I can say without fear of contradiction that government and retail leaders in Oak Park look with envy and astonishment at the energy apparent on Madison in Forest Park. As the first Oak Park retailers decamped for Forest Park a decade and more ago, it was greeted with almost bemusement in Oak Park. Centuries & Sleuths Bookstore left a small shop on Garfield and Oak Park Avenue after unsuccessfully searching for an Oak Park alternative. That it landed amidst the bars and “antique” shops of Forest Park was seen as almost sad, certainly not as a threat. I’m not sure Oak Park even knew it had Team Blonde before it disappeared across Harlem. The first inkling that a trend, perhaps a tide, was beginning was when Two Fish Art Glass left a highly visible storefront in Oak Park and took its mojo across Route 43.

It’s not just that mysteries, jewelry and fancy lamps were suddenly in demand by Forest Parkers. It is that the remarkable owners of these stores, and the others who joined them, created marketing discipline, fireworks, fun, a sense of unity and purpose.

While the declines and worries of this nasty recession have led to some open storefronts on Madison and some behind-the-scenes tensions, the public view, seen in the spirit and the Christmas magic of last Friday night, remains the face of Forest Park.

Look around. Look at the bickering and dispiritedness of retailing in Oak Park (with exceptions). Look more broadly and you’ll find precious few examples, maybe a couple in trendy city neighborhoods, where an old and tired retail strip has been metamorphosed into a true retail and culinary destination.

Take pride, Forest Park. A combination of some outstanding retail talent, a village government that mixed laissez faire, luck and entrepreneurialism, and a town that was ready for a drastic overhaul of its main street has led to a happy day in a dark retail landscape.

Perhaps Oak Park can help

The Review has been reporting in recent months about a limited number of teenagers who are active trouble. We noted it at the end of summer when neighbors near the park reacted to foul-mouthed teens who seemed ready to chase younger kids and adults from the sidewalks and parks with their bullying ways.

Since then the mayor, council, police, parks, youth council, rec board, schools-all of officialdom-has made some tacit acknowledgement of a growing concern. The outgrowth has been in discussion about a “teen center” and some level of hand-wringing over why raucous teens don’t want to play pick-up ball at the park.

I admire the sincerity, the willingness to try to do something positive. But from the outside, and that’s admittedly where I am, it seems like solutions are being explored before the dimensions of the genuine problem are understood.

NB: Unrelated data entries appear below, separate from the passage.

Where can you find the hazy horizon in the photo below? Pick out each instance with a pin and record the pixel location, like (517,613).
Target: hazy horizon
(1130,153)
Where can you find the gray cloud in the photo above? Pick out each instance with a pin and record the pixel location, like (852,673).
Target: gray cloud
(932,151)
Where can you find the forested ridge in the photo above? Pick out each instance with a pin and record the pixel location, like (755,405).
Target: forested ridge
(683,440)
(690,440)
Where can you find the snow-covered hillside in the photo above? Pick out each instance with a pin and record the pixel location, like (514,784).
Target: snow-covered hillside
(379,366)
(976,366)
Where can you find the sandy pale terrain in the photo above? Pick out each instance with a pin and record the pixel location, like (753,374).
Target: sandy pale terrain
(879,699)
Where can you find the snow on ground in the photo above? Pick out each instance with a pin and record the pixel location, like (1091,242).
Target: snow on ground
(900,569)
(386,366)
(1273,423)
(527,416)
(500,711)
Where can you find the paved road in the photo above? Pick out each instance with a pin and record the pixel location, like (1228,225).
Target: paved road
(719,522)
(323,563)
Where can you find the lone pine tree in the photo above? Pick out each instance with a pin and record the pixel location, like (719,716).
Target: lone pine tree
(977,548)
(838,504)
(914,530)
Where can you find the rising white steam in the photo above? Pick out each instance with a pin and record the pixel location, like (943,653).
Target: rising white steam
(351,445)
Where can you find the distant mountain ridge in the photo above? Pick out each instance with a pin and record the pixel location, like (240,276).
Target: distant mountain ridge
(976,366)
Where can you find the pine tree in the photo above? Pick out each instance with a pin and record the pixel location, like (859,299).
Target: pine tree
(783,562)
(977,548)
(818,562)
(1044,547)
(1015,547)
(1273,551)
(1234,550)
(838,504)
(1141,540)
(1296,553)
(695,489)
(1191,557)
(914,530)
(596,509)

So let me offer a starting point from the Oak Park side of the divide. Officials from all of the above agencies should reset the agenda for their February meeting from recreational programming to a sit down with John Williams. No, not the new morning host on WGN radio. I’m talking about John Williams the head of township youth services in Oak Park and River Forest. This is a man who knows his knuckleheads, his preferred term for youth with all manner of obnoxious ways and obvious and hidden holes in their lives.

My guess is that Forest Park doesn’t have a one-size- fits-all basketball fix for this problem. This is a kid-by-kid challenge. One apartment, one fractured family, one-rotten-high-school-at-a-time type of problem.

Step back and reframe the discussion. This is one time that Oak Park may be able to help.

Editor’s note: Cartoonist Evan O’Brien has the week off.